Kamis,
20 September 2012, pagi hari saya sudah bersiap untuk melakukan penelitian
lapangan. Kali ini obyek penelitian saya adalah Hakim. Pengadilan Negeri
menjadi tempat yang harus saya kunjungi.
Pengadilan
Negeri (PN) yang saya datangi kali ini berada di wilayah Jawa Barat. Kotanya
sejuk, cenderung dingin. Jalanan pun tidak ramai, tetapi tingkat kedisiplinan berlalulintasnya
rendah. Pemandangan seperti pengendara motor tidak memakai helm, atau angkutan
kota yang berhenti ditengah jalan, sudah biasa ditemukan.
Kota
ini sebenarnya tidak asing bagi saya karena setiap tahun, pada saat lebaran,
saya pasti berkunjung kesini. Menempuh 3 sampai 6 jam dari Bandung bukan lagi
hal yang aneh. Tidak sulit menghapal jalan menuju wilayah ini, karena selain tidak
banyak, kondisi jalannya pun cenderung tidak banyak berubah. Namun kali ini
suasananya terasa lain, karena saya datang tidak dengan keluarga, dan misinya
pun lain. Bukan untuk bersilaturahmi, tapi ingin mengetahui banyak hal tentang
Hakim di kota ini.
Kota
tersebut adalah Garut. Satu kota yang memiliki sejarah panjang di wilayah Jawa
Barat. Masyarakatnya kental dengan budaya sunda, tanah Priangan. Dalam
sejarahnya, daerah Kabupaten ini dulunya adalah bagian dari wilayah Limbangan.

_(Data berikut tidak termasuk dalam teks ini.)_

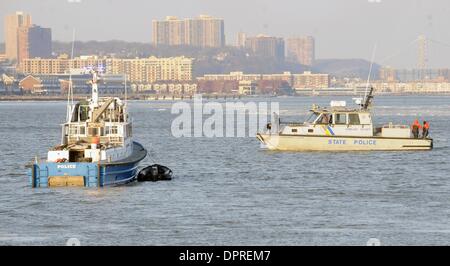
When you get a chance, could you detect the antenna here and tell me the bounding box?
[363,44,377,108]
[124,73,128,122]
[124,73,128,106]
[66,29,76,122]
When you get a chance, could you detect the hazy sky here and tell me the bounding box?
[1,0,450,68]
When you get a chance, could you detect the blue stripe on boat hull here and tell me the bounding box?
[28,142,147,188]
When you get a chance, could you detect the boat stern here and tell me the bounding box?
[28,162,101,188]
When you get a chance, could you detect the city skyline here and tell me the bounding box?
[0,0,450,68]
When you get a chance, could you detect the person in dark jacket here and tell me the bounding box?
[422,121,430,139]
[411,119,422,139]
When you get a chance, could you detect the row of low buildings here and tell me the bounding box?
[345,81,450,94]
[197,71,330,90]
[5,72,450,96]
[133,83,198,95]
[1,73,128,95]
[2,70,329,95]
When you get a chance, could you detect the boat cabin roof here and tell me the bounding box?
[310,105,370,114]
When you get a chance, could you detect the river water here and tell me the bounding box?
[0,95,449,246]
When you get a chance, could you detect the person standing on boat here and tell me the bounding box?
[411,119,422,139]
[422,121,430,139]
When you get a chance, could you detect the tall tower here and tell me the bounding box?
[4,11,32,62]
[418,35,428,80]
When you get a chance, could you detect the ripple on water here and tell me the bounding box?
[0,97,450,245]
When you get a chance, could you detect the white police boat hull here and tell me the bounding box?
[257,133,433,151]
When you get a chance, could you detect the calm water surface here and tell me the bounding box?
[0,96,449,246]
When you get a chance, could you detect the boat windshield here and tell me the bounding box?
[305,112,320,124]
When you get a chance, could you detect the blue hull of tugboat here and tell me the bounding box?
[28,142,147,188]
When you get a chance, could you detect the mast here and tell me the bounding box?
[362,44,377,109]
[91,69,99,107]
[66,29,76,122]
[124,73,128,122]
[362,86,374,110]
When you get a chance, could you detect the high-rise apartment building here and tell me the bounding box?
[286,36,315,66]
[17,26,30,63]
[4,12,32,61]
[245,35,285,60]
[152,15,225,48]
[17,25,52,62]
[236,32,246,48]
[152,16,186,46]
[28,25,52,59]
[185,15,225,48]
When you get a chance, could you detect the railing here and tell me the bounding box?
[68,136,124,145]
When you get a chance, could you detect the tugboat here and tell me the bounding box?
[28,70,147,187]
[257,87,433,151]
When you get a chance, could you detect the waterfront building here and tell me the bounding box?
[245,35,285,60]
[238,80,257,95]
[346,81,450,93]
[19,55,104,75]
[152,15,225,48]
[4,11,32,61]
[144,82,198,95]
[105,56,193,83]
[286,36,315,66]
[197,71,326,94]
[198,71,261,82]
[19,56,193,84]
[292,71,330,89]
[16,73,126,95]
[0,74,21,94]
[198,71,327,89]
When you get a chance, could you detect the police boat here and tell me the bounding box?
[28,69,147,187]
[257,87,433,151]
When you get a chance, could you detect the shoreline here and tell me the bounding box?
[1,93,450,102]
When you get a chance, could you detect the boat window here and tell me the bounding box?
[88,127,99,136]
[79,126,86,135]
[359,113,372,125]
[316,113,331,124]
[306,113,319,123]
[69,126,78,135]
[106,126,119,135]
[348,114,361,125]
[334,113,347,125]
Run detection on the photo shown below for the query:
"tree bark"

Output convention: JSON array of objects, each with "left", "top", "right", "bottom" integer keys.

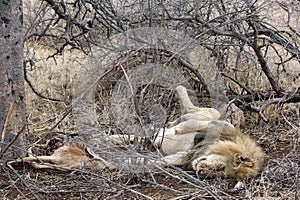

Pada tahun 1811 Gubernur Jenderal Daendles memishakannya menjadi Kabupaten
tersendiri. Ulang tahun Garut jatuh pada tanggal 15 September, yang merupakan
tanggal pertama kali dilakukan peletakan batu pertama pembangunan
sarana-prasarana.
Pukul
09.00, saya bergegas pergi menuju PN Garut, sesaat setelah menyelsaikan sarapan
di penginapan. Jarak antara penginapan dan PN Garut tidak jauh, ditambah dengan
lengangnya jalanan, membuat jarak bisa ditempuh dalam 15 menit saja. Kondisi
itu membuat Garut terasa sangat ramah untuk beraktifitas, apalagi dibandingkan
dengan penatnya lalu lintas Jakarta di Pagi hari.
Sampai
pengadilan, perhatian saya tersita oleh adanya kerumunan massa. Banyak pertanyaan
muncul dalam benak saya, “apakah sedang ada kerusuhan, atau demonstrasi, atau
sekedar kesibukan masyarakat kebanyakan?”. Setelah memperhatikan lebih detail,
ternyata hampir semua dari mereka berpakaian serba putih dan mengenakan sorban.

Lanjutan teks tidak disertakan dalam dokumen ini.